「医療費2割負担」に引き上げも心配不要
2022年10月から、75歳以上の高齢者で、医療費の自己負担がそれまでの1割から2割に上がる人が出てきました。
それまで、75歳以上の単身者だと年収383万円未満は1割負担。世帯内に2人以上いる場合には、世帯年収520万円未満は1割負担でした。この額を超える収入の方だけが、3割負担でした。
けれども、2022年10月からは、この1割負担だった人のうち約2割が、医療費を2割負担することになったのです。
対象となるのは、世帯内に後期高齢者が1人の場合なら年収200万円~383万円未満、2人以上なら世帯年収が320万円~520万円未満の方たちです。2割負担になった人は、約370万人いました。
食料品や電気代など生活に不可欠なものがどんどん値上がりしているなかで、医療費もそれまでの2倍の負担になり、不安を感じている高齢者もいらっしゃることでしょう。
ただ、今まで1割負担だった人が、いきなり2割負担になると負担感が大きいので、2022年10月から3年間は移行期間として、外来(通院)での窓口負担の増加額を1ヶ月最大3,000円に抑える措置が取られています(入院の医療費は対象外)。
たとえば、2022年10以降に自己負担が2割になった人で1ヶ月の医療費が5万円かかった場合、それまでは1割負担で5,000円でしたが、2割負担だと1万円で負担額が倍になってしまいます。

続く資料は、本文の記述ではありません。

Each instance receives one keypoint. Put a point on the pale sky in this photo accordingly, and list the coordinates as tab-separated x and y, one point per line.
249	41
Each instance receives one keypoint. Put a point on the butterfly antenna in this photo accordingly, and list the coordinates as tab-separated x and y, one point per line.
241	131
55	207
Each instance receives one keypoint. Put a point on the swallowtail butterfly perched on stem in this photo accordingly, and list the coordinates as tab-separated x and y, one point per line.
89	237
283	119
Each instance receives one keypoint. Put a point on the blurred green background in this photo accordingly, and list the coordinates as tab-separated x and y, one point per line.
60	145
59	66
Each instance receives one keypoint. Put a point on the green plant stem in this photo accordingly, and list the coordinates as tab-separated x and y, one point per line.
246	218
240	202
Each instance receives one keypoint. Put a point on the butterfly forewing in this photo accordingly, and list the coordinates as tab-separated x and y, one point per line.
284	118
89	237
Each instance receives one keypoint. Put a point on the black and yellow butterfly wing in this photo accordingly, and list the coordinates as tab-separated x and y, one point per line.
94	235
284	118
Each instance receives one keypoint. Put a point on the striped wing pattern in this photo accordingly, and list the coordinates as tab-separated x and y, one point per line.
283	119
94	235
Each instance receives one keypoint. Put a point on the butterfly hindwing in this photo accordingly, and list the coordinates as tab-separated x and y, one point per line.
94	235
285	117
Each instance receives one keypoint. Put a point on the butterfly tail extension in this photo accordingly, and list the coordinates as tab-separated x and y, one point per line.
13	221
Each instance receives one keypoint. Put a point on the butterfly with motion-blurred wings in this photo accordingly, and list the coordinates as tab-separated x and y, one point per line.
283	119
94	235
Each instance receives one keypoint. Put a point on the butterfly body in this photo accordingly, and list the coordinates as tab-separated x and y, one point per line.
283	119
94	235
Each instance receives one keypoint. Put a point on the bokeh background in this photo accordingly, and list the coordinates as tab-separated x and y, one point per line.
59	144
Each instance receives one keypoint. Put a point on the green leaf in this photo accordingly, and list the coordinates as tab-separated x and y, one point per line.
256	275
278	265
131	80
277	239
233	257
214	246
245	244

そこで2025年9月30日までは、負担増加額を3,000円に収めるという配慮措置があり、実際には3,000円+5,000円(1割負担分)の8,000円となり、窓口で支払った1万円との差額2,000円が後日戻ってきます。
さらに前述の「高額療養費制度」を使えば、たとえば年収350万円の高齢者で、医療費が100万円かかった場合、2割負担で20万円支払っても、申請すれば1割負担の人と同じ5万7,600円で済み、差額が戻ってきます。
「高額療養費制度」が改悪されない限り、医療費の自己負担額が大幅に増えるのではないかと、必要以上に心配することはないでしょう。
■節約ポイント
万が一の入院の時も、「高額療養費制度」を使えば、医療費は自己負担限度額に抑えられる。
※記事内で紹介した情報は2023年1月時点のものです。